Todo este tiempo, las sectas más habituales del protestantismo no han concedido tal importancia a la conversión instantánea.
Para ellas, al igual que para la Iglesia católica, la sangre de Cristo, los sacramentos y los deberes religiosos ordinarios del individuo se supone en la práctica que bastan para su salvación, aun cuando no se experimente ninguna crisis aguda de auto-desesperación y rendición seguida de alivio.
Para el metodismo, por el contrario, a menos que haya habido una crisis de este tipo, la salvación solo se ofrece, no se recibe de manera efectiva, y el sacrificio de Cristo en esa medida es incompleto.

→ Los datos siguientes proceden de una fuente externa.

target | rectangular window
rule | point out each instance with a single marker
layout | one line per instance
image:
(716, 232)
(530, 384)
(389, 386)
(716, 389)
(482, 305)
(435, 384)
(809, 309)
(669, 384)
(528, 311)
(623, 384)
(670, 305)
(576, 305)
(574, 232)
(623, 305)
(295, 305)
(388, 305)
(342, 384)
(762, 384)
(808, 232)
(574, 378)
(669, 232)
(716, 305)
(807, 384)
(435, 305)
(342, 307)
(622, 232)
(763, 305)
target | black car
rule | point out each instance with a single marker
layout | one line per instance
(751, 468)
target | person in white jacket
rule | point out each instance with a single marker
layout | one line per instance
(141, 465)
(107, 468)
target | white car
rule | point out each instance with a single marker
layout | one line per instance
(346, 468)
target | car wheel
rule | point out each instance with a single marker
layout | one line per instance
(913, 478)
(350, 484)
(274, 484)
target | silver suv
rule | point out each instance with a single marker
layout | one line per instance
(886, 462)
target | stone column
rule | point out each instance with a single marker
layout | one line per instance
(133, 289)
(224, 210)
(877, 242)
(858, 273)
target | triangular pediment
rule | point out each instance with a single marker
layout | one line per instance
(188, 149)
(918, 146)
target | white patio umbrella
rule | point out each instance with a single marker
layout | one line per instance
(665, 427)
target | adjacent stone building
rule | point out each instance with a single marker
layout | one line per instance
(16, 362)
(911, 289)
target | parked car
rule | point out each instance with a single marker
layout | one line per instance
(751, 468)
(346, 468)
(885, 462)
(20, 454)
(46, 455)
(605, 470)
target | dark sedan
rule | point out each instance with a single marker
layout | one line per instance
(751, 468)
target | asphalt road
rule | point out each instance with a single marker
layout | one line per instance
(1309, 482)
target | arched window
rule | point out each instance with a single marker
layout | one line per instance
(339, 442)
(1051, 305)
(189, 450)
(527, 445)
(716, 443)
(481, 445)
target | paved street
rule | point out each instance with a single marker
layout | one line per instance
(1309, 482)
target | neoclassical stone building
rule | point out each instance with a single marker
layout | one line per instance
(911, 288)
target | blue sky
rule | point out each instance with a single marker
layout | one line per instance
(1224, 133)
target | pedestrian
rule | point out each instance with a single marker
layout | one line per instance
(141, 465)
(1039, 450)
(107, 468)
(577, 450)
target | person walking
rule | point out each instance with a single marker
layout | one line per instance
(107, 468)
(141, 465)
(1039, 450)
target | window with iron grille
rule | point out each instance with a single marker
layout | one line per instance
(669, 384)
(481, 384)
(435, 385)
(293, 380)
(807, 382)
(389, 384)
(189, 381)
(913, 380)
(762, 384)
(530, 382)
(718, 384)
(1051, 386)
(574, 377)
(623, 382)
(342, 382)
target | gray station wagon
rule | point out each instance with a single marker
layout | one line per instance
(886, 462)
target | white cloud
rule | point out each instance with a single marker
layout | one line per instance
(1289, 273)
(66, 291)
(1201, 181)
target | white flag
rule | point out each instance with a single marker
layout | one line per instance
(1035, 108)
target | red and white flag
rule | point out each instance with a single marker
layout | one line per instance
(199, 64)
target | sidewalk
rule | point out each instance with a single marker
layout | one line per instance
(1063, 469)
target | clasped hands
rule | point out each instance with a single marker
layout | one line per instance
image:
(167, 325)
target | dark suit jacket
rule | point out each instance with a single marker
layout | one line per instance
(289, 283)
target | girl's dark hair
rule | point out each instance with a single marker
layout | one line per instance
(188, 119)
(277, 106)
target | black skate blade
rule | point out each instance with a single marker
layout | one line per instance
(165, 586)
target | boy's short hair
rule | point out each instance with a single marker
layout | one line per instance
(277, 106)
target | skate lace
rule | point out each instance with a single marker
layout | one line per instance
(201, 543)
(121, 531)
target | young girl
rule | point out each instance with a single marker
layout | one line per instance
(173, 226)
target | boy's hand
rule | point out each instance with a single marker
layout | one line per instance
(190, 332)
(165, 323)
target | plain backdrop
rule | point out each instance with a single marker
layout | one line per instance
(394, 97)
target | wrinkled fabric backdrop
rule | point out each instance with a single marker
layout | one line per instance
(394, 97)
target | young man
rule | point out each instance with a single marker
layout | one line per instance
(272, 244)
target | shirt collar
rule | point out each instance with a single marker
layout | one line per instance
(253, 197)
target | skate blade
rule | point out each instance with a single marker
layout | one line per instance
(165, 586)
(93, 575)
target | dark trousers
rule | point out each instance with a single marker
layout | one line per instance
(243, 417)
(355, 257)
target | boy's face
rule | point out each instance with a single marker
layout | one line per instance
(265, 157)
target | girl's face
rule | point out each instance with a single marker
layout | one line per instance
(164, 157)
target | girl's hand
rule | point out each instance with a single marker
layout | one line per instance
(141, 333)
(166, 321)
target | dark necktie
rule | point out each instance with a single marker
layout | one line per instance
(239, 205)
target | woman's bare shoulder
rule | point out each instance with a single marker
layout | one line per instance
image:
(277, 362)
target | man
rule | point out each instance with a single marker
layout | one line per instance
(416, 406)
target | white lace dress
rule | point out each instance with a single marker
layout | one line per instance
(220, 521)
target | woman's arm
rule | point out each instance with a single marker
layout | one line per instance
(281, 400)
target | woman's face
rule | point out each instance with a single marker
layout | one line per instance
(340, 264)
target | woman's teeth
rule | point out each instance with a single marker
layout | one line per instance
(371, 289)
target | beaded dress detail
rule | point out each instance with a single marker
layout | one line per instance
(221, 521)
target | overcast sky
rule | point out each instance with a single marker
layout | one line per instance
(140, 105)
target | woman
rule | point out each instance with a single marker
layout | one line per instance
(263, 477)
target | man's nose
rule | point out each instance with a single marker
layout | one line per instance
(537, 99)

Sin duda, el metodismo sigue aquí, si no el instinto espiritual de mentalidad más sana, sí en conjunto el más profundo. Los modelos individuales que ha establecido como típicos y dignos de imitación no solo son los más interesantes desde el punto de vista dramático, sino que psicológicamente han sido los más completos.
En el Renacimiento religioso (Revivalism) plenamente evolucionado de la Gran Bretaña y de América tenemos, por decirlo así, el procedimiento codificado y estereotipado al que ha conducido esta forma de pensar.
A pesar del hecho indiscutible de que existen santos del tipo de los nacidos una sola vez, de que puede haber un crecimiento gradual en la santidad sin un cataclismo; a pesar de la evidente filtración (por así decirlo) de mucha bondad puramente natural en el esquema de salvación; el revivalism siempre ha asumido que solo su propio tipo de experiencia religiosa puede ser perfecto: primero hay que ser clavado en la cruz de la desesperación y la agonía naturales, y luego, en un abrir y cerrar de ojos, ser liberado milagrosamente.